If all the estate beneficiaries consent, you may use “unsupervised probate administration”, which means that the court does not supervise every asset sale, payment of a debt, or beneficiary distribution; otherwise the probate is fully supervised by the court.
Your duties as executor (also known as personal representative) include collecting all the decedent’s probate assets and providing an inventory of these to the probate court, opening a separate checking account for the estate, paying the decedent’s debts and taxes (income and inheritance), and making the distribution of the net assets according to the Will, or Indiana inheritance law. If there is no Will, you will likely need to hire a lawyer for the probate.
For complete personal representative instructions, go to the Johnson county court web site in.gov/judiciary/johnson/doc.
Q.    Should I take social security retirement at age 62 or wait until my full retirement age of 66?
A.   Taking social security retirement payments at your earliest age loses 25 percent of the payment you otherwise would receive at age 66.  Every year you wait increases your payment. For example, if you would be entitled to $1,000 a month at age 66, but elect to receive early payments, you receive $750 at 62, $800 at 63, $866 at 64, and $933 at 65.  Delaying payments until after 66 results in the amount increasing $80 a month for each subsequent year.
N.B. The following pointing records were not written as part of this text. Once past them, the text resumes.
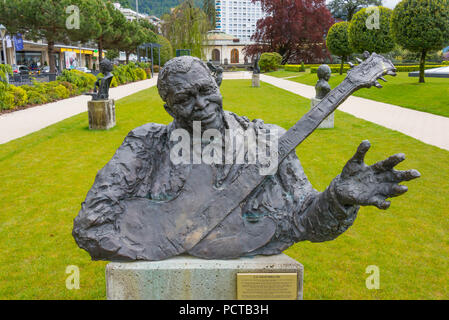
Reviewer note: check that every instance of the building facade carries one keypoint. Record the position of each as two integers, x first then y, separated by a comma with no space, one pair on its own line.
238,17
225,49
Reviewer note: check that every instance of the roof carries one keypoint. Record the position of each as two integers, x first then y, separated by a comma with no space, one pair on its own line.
219,35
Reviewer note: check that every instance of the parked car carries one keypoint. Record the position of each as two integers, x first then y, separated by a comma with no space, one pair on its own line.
20,69
83,69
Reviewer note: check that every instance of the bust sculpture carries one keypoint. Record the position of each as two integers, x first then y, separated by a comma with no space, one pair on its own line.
101,86
322,86
145,206
217,72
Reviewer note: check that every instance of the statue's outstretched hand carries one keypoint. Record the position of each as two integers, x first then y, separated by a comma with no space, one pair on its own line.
360,184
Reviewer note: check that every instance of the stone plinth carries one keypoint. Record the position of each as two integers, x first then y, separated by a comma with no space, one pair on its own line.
328,123
190,278
101,114
256,80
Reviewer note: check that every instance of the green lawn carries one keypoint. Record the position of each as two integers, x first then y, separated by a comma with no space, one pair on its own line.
46,175
402,90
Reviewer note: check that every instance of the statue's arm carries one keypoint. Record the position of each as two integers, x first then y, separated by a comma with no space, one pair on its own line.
321,217
318,216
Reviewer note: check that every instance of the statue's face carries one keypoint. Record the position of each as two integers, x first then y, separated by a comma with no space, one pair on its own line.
194,96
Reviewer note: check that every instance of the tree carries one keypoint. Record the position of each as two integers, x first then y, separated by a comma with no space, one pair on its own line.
370,30
421,26
293,28
166,49
50,20
337,41
209,9
186,28
345,9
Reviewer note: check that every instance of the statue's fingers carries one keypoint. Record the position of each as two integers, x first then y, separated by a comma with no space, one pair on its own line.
407,175
363,148
388,163
396,190
380,203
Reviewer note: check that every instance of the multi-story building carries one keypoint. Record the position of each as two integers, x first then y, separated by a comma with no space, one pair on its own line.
238,17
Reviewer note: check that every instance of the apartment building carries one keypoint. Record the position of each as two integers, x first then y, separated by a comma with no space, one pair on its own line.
238,17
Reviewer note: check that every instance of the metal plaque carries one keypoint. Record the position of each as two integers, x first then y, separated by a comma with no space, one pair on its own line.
267,286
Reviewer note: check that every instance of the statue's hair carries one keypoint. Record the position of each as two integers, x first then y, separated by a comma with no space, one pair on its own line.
107,64
181,64
323,70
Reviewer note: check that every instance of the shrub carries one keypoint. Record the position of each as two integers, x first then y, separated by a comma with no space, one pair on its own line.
269,61
35,97
141,74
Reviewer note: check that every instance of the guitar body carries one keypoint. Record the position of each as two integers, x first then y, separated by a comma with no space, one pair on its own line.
156,230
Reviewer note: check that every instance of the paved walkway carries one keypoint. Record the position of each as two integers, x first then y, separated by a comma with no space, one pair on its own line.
426,127
21,123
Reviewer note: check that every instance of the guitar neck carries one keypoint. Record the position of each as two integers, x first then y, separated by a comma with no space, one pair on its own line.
312,119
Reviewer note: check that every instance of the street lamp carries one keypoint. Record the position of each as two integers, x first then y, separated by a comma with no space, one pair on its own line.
3,34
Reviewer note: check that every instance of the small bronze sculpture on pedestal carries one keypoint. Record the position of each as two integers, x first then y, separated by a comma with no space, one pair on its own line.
101,108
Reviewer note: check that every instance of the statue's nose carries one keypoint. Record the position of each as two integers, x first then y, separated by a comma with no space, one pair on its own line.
200,102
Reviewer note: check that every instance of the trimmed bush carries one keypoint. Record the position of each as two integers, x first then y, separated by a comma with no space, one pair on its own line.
141,74
20,96
269,61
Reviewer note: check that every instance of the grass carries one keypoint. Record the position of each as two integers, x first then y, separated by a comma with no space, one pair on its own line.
402,90
46,175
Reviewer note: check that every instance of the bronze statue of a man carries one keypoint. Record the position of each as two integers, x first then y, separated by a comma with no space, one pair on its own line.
101,86
143,206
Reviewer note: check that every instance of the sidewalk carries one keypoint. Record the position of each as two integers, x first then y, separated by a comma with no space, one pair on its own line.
21,123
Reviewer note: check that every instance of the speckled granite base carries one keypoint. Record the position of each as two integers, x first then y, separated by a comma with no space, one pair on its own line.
190,278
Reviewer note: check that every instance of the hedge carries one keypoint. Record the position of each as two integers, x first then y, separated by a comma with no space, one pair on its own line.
69,83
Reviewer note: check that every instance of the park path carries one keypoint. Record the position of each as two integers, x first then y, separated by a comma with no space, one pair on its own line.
428,128
21,123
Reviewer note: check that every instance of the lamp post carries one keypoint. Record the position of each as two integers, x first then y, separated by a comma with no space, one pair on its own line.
3,34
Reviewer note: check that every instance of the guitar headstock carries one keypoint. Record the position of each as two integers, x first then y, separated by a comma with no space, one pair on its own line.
374,67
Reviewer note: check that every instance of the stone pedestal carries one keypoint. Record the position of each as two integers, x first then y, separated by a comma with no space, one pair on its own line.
190,278
328,123
101,114
256,80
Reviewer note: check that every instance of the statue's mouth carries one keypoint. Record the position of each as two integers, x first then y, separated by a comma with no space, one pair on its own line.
207,119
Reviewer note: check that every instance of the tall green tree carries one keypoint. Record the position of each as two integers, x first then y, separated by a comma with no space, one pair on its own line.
51,20
209,9
338,43
186,28
166,49
370,30
345,9
421,26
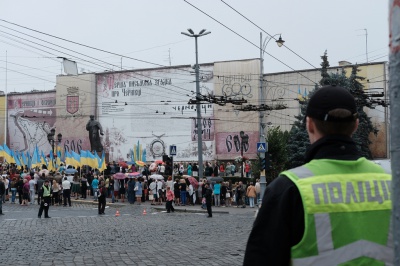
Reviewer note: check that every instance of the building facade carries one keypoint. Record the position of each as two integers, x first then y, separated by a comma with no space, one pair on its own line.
144,111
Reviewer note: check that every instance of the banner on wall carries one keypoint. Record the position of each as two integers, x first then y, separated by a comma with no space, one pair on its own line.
150,108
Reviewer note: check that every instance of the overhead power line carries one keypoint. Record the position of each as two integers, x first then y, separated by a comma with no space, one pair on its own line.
247,40
267,33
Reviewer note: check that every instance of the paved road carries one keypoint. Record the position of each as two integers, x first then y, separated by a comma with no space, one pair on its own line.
78,236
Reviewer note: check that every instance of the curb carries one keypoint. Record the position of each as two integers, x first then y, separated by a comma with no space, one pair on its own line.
189,210
110,204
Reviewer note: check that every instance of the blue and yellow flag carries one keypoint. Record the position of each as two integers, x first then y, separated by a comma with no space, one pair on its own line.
50,165
8,155
103,165
35,158
92,161
76,159
16,159
84,158
43,159
68,158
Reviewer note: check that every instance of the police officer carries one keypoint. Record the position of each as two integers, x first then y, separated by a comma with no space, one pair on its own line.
208,195
333,210
46,200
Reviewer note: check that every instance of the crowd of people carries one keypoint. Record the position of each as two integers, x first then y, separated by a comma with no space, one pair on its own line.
47,189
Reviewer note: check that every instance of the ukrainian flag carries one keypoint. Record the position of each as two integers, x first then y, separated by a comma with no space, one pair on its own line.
103,165
16,159
50,166
58,160
98,160
29,160
24,160
35,158
76,159
8,155
84,158
68,158
43,159
92,162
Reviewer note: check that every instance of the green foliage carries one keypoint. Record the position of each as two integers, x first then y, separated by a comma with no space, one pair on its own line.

Also there is an earned income limitation for early retirement payments.  If you earned more than $14,160 a year in 2011, you will have to return $1 for each $2 payment you receive over that amount ($1 of every $3 with an earning limit of $37,680 in the year when you reach full retirement).  When you are 66, there is no earned income limitation.
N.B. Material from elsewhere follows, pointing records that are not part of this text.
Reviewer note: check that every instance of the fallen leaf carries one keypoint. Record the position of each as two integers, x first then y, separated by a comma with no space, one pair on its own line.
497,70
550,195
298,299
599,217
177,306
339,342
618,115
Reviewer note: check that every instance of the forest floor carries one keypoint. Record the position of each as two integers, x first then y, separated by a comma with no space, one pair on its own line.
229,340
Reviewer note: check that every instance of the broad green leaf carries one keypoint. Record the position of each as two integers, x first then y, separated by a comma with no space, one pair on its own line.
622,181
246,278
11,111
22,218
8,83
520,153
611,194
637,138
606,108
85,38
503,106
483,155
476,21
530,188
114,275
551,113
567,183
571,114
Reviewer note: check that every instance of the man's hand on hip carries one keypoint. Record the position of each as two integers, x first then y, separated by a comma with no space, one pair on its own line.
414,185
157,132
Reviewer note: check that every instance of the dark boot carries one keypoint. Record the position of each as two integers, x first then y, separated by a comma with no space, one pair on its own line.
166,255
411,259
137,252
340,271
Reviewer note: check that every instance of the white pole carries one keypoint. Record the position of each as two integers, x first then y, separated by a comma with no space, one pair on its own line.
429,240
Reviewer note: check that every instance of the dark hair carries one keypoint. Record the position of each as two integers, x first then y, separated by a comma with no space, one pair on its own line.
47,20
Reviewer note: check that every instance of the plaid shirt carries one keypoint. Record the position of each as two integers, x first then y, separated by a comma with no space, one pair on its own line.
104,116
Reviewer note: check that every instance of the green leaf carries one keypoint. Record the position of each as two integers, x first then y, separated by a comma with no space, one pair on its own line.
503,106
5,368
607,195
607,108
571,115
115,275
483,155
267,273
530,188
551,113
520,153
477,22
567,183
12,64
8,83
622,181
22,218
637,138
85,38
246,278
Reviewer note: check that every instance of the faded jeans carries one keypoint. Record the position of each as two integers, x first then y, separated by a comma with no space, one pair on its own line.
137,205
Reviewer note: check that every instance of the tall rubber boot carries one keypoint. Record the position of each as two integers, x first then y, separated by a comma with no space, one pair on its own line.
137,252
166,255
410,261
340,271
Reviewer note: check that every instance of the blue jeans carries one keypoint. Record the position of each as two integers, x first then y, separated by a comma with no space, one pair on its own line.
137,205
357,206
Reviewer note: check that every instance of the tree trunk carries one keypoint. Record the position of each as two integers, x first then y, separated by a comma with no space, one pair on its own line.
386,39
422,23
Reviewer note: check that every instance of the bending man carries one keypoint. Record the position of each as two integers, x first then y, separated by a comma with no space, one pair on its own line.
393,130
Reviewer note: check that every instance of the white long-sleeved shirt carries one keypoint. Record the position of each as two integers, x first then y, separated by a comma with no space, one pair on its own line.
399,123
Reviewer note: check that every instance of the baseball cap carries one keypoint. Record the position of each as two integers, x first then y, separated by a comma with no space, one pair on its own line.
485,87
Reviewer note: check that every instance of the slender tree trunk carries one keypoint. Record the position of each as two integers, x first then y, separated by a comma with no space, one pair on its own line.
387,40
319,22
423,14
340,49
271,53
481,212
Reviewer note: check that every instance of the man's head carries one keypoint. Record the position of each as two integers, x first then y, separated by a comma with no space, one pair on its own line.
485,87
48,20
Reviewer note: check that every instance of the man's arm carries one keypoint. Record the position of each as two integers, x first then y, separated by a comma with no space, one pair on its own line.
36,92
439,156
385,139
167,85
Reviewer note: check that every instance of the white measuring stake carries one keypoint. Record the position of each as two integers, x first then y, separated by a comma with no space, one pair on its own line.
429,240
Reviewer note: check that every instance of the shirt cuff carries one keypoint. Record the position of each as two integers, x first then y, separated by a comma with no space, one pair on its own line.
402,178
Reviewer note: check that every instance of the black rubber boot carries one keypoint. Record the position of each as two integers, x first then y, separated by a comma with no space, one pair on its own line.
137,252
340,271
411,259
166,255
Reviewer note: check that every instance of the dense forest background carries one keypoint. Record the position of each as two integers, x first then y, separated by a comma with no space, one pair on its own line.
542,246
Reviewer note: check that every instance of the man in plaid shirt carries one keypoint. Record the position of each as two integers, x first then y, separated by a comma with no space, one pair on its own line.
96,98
Each retiree’s situation is different.  If you come from a family where everyone lives into their 90’s (at age 65 one out of every 4 of us will live past age 90), then you may want to delay social security retirement payments until age 66 (or later).  However, if you expect a relatively early demise, then consider early retirement.  Using the earlier example, you would receive $750 for 48 months, or $36,000 by drawing payments at age 62.
The Social Security Administration has an informative web site: ssa.gov, including a helpful retirement calculator.